Formas as mais arrojadas campeiam em tudo o que se vê. Formas complexas, com origem no ponto, o mais rudimentar elemento na hierarquia geométrica. Ponto aquele que não tem partes ou o que não tem grandeza alguma, para Euclides. Para os que já se esqueceram: o pai da geometria, como é conhecido, e à custa da qual se confecciona a tralha que invade nossa vida para facilitá-la e torná-la mais interessante.
Dentro da mesma esclarecedora linha de Euclides: linha é o que tem comprimento, sem largura. Depreende-se daí que o geômetra quis fazer sombra a Ovídio em termos de imagem poética. Nossas suspeitas confirmam-se ao supor que, as extremidades da linha são pontos e que a linha reta é aquela que está posta igualmente entre suas extremidades e superfície é o que tem comprimento e largura. Comprimento e largura, sem o querer, fazem da superfície uma imagem onírica que nos intriga. E, não seria essa a intenção do ilustre grego?
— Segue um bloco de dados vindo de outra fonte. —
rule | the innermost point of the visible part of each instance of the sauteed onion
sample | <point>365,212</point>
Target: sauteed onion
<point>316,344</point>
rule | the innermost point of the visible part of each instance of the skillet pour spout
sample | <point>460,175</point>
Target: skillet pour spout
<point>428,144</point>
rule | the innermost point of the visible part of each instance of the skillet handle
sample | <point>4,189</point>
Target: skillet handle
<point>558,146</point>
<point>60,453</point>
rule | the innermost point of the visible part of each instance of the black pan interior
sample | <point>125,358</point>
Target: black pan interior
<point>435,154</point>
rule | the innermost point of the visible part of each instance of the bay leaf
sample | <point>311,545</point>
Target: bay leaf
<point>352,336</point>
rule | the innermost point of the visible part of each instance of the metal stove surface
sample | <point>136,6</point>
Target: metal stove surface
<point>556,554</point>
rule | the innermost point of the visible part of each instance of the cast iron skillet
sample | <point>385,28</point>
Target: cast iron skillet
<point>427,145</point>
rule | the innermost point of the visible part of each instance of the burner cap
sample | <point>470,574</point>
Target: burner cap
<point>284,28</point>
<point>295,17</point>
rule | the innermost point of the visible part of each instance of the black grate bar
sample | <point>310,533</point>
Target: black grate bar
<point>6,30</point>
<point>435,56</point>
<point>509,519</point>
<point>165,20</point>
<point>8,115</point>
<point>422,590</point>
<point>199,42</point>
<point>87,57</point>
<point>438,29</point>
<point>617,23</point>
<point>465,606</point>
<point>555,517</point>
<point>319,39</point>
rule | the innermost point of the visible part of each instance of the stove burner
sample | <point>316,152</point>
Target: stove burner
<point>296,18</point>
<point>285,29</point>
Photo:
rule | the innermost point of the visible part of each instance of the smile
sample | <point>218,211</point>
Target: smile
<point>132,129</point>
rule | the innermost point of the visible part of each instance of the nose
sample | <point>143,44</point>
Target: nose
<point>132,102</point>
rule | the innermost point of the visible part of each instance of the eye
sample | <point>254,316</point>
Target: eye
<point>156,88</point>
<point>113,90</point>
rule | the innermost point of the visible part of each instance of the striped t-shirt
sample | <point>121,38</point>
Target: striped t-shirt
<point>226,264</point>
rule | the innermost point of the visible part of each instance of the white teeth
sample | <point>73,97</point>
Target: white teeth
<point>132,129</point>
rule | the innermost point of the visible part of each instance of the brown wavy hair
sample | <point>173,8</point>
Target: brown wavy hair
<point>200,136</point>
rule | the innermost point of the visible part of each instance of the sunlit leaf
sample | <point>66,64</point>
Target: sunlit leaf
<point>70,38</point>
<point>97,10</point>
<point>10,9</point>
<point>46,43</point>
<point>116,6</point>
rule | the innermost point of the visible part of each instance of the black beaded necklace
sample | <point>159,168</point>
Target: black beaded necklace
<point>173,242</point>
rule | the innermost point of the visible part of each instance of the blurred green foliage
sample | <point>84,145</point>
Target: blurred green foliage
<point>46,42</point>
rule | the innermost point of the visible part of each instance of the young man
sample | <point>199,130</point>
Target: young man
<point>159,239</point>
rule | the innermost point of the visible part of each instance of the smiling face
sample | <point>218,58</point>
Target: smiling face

Para invalidar, o que afirmo, rebate: as extremidades da superfície são linhas e superfície plana é aquela sobre a qual se assenta toda linha reta entre dois pontos quaisquer, sem estarem direitura uma com a outra. Para o estudante habituado à assepsia da mente, em termos de imagens que provoquem desafios, um prato indigesto.
Agora, na dança entre linhas, Euclides prevê que algumas caem sobre as outras. Quando uma linha reta caindo sobre outra linha reta, fizer com esta dois ângulos iguais, cada um destes ângulos se chama ângulo reto e a linha sobre a qual cai é a perpendicular. Quer-nos parecer que a tradução do original grego para o português não foi lá muito feliz, sem impedir aceitar a sugestão da frase final e circular por entre a realidade geométrica com um sorriso equilátero nos lábios já que: duas quantidades que se ajustam perfeitamente uma à outra são iguais!